From the documentation I would suppose the below script would work by default, but it performs a full redaction instead of just masking some chars. I get a whitespace per row.

BEGIN
DBMS_REDACT.ADD_POLICY ( 
   object_schema          => 'my_schema',
   object_name            => 'my_table',
   column_name            => 'card_number',
   policy_name            => 'redact_my_table', 
   function_type          => DBMS_REDACT.REGEXP,
   function_parameters    => null,
   regexp_pattern         => DBMS_REDACT.RE_PATTERN_CC_L6_T4,
   regexp_replace_string  => DBMS_REDACT.RE_REDACT_CC_MIDDLE_DIGITS,
   regexp_position        => DBMS_REDACT.RE_BEGINNING,
   regexp_occurrence      => DBMS_REDACT.RE_FIRST,
   regexp_match_parameter => 'i',
   policy_description     => 'Regular expressions to redact credit card numbers',
   expression             => 'SYS_CONTEXT(''USERENV'',''SESSION_USER'') != ''my_schema'''
   );
END;
/

Database used is Oracle Database 12c Enterprise Edition Release 12.1.0.2.0

This are the constants in DBMS_REDACT package:

RE_PATTERN_CC_L6_T4        CONSTANT   VARCHAR2(33) := '(\d\d\d\d\d\d)(\d\d\d*)(\d\d\d\d)';
RE_REDACT_CC_MIDDLE_DIGITS CONSTANT   VARCHAR2(10) := '\1XXXXXX\3';

If i put the \d in regex patter i always get full redaction. Using dot i managed to get the scrambled data from the image.

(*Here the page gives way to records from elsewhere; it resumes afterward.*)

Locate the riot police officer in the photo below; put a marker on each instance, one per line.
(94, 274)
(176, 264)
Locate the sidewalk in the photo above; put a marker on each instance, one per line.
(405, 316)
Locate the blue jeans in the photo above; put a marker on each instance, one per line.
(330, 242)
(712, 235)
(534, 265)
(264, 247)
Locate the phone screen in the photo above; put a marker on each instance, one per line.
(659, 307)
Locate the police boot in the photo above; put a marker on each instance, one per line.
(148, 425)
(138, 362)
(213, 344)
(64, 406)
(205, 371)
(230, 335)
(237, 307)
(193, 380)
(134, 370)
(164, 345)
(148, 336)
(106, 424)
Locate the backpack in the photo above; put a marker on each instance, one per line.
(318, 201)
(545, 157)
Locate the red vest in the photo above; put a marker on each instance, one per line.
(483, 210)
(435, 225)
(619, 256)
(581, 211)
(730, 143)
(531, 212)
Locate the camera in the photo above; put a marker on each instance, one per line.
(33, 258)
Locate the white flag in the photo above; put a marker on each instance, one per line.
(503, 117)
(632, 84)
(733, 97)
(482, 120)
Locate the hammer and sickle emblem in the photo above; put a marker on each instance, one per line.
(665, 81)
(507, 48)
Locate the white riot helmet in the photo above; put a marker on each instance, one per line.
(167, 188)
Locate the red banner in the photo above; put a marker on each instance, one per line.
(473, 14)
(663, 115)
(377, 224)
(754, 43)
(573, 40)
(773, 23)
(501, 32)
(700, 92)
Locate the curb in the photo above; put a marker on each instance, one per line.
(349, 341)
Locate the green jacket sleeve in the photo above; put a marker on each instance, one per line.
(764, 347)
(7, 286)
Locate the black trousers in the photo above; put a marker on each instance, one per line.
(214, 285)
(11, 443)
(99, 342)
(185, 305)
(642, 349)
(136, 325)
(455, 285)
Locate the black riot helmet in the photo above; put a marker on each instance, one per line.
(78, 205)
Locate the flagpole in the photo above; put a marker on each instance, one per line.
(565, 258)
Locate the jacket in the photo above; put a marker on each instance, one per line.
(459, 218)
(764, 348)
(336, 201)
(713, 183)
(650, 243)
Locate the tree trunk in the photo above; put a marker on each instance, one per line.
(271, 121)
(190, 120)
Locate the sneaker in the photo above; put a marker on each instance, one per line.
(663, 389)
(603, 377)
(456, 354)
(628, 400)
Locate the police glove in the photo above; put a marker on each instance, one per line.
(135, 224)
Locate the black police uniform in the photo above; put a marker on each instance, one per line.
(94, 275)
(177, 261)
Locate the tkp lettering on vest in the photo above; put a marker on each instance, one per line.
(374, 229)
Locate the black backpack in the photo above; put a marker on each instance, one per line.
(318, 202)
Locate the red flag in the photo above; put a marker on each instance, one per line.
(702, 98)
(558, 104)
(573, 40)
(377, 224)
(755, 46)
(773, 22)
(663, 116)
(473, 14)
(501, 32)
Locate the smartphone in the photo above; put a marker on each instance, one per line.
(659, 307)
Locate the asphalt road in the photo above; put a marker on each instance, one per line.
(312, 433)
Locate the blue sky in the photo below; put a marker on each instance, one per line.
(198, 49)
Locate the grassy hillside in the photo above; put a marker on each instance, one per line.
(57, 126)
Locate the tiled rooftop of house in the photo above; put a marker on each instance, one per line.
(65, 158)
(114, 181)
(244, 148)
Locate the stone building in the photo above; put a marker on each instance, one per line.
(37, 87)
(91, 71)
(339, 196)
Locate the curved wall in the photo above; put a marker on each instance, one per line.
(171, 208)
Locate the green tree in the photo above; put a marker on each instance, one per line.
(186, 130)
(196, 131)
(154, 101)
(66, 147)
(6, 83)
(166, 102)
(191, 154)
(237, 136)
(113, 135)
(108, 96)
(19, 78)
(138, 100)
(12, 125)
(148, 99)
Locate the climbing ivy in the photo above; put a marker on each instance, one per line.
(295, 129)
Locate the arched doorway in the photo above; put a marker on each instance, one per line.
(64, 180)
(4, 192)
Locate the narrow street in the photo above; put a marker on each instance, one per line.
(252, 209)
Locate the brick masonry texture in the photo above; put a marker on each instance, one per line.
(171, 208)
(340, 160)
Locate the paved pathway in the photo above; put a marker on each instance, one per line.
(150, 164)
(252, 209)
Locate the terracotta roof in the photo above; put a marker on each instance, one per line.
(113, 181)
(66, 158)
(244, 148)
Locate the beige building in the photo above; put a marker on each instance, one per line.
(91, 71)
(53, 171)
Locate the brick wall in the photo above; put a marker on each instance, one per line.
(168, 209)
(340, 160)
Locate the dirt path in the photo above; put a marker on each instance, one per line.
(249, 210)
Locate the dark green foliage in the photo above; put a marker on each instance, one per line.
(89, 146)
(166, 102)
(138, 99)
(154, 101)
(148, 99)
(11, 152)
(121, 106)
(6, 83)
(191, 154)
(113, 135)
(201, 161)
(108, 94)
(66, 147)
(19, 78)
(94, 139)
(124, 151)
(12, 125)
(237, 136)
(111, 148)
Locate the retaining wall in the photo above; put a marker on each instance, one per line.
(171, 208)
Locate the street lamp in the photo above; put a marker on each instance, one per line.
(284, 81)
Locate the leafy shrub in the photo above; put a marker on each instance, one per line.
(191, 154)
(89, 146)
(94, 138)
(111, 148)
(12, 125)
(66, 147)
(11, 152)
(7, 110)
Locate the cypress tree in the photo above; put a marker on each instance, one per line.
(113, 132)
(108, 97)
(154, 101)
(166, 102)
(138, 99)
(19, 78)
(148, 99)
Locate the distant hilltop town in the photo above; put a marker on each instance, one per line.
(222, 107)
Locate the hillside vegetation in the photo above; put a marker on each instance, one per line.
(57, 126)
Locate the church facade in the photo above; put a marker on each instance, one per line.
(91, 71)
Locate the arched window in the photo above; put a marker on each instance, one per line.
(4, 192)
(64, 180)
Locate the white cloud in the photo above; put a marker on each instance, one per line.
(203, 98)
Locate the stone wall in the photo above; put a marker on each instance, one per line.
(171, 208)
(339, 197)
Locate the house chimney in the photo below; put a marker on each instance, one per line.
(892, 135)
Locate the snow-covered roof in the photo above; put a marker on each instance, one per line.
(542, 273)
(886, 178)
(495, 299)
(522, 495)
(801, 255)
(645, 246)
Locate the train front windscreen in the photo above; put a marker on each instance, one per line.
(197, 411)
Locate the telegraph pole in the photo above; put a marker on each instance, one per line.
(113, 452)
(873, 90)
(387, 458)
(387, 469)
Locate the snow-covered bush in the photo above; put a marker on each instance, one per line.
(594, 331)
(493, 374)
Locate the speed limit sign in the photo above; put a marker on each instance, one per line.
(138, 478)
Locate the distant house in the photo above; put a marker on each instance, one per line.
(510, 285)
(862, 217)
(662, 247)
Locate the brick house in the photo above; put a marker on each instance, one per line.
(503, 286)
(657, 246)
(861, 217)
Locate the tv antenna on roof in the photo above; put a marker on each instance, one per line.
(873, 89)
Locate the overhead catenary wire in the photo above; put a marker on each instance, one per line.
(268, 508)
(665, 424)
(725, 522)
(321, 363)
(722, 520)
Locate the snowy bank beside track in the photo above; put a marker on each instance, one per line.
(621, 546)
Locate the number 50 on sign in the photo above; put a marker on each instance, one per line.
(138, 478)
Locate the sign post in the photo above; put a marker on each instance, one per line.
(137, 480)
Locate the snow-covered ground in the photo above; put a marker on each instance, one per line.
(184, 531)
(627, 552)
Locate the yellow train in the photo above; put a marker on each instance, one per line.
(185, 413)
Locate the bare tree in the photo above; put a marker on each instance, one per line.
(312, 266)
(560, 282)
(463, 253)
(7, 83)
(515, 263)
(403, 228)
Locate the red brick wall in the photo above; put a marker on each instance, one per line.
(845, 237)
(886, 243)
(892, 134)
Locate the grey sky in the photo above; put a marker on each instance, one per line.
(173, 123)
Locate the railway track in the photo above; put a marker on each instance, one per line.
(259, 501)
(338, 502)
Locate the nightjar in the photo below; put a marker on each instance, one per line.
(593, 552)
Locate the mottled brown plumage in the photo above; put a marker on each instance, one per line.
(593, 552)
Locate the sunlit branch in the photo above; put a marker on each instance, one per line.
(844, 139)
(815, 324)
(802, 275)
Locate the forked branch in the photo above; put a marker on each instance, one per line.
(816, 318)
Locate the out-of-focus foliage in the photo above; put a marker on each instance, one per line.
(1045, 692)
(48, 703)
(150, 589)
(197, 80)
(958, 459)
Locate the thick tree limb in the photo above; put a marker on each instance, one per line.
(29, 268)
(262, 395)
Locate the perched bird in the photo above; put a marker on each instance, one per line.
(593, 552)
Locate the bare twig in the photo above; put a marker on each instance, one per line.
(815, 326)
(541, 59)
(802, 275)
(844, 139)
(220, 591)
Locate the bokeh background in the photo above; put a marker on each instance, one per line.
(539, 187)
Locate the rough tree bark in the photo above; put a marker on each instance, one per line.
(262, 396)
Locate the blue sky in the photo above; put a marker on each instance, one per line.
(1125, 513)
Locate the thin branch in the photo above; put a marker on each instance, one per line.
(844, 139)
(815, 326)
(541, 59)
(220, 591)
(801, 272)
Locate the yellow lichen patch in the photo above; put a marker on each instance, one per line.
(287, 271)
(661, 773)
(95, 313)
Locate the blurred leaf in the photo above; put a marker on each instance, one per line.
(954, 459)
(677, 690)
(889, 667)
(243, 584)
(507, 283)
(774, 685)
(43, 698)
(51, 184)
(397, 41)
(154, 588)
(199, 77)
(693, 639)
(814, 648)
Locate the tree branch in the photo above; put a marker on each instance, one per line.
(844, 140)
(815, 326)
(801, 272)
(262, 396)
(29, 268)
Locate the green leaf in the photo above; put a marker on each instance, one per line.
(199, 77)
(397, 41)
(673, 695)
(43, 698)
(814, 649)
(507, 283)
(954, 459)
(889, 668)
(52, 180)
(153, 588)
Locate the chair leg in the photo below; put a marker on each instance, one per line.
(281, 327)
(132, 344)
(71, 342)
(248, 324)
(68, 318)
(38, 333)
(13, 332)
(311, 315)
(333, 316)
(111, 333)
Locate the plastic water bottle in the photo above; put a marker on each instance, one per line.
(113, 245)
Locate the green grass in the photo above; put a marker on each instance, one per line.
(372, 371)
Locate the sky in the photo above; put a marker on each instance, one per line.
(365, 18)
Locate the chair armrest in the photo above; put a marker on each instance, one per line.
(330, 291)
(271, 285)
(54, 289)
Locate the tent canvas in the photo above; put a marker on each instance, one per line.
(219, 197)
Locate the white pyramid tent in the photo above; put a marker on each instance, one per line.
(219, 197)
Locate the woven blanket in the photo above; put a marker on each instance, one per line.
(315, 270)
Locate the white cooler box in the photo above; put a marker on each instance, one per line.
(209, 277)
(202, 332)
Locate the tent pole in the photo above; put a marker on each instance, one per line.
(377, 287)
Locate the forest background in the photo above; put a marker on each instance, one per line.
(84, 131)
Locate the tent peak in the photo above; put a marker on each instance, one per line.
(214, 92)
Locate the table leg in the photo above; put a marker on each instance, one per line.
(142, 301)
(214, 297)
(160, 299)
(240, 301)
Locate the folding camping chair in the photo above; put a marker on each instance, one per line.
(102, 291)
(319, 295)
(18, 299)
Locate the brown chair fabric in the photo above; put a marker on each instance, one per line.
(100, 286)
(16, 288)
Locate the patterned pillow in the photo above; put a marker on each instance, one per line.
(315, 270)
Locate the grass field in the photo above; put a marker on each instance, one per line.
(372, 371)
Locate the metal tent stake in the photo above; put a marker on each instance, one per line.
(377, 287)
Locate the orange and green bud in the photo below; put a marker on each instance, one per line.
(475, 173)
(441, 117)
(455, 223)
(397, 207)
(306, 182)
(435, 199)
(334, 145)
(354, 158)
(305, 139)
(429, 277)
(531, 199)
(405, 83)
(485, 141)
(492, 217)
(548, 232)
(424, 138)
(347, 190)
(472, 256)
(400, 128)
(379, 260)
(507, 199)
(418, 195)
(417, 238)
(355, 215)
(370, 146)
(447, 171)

If anyone could try here is also the drop statement:

exec dbms_redact.drop_policy('my_schema','my_table','redact_my_table');

Any ideas what am I doing wrong?

Best Answer

Thanks to @mustaccio's question got me thinking about datatype issues.

NVarchar2 seems to be the issue in this problem.

Creating a copy of the column in varchar2 fixed the issue. Data redaction on varchar2 is working as expected.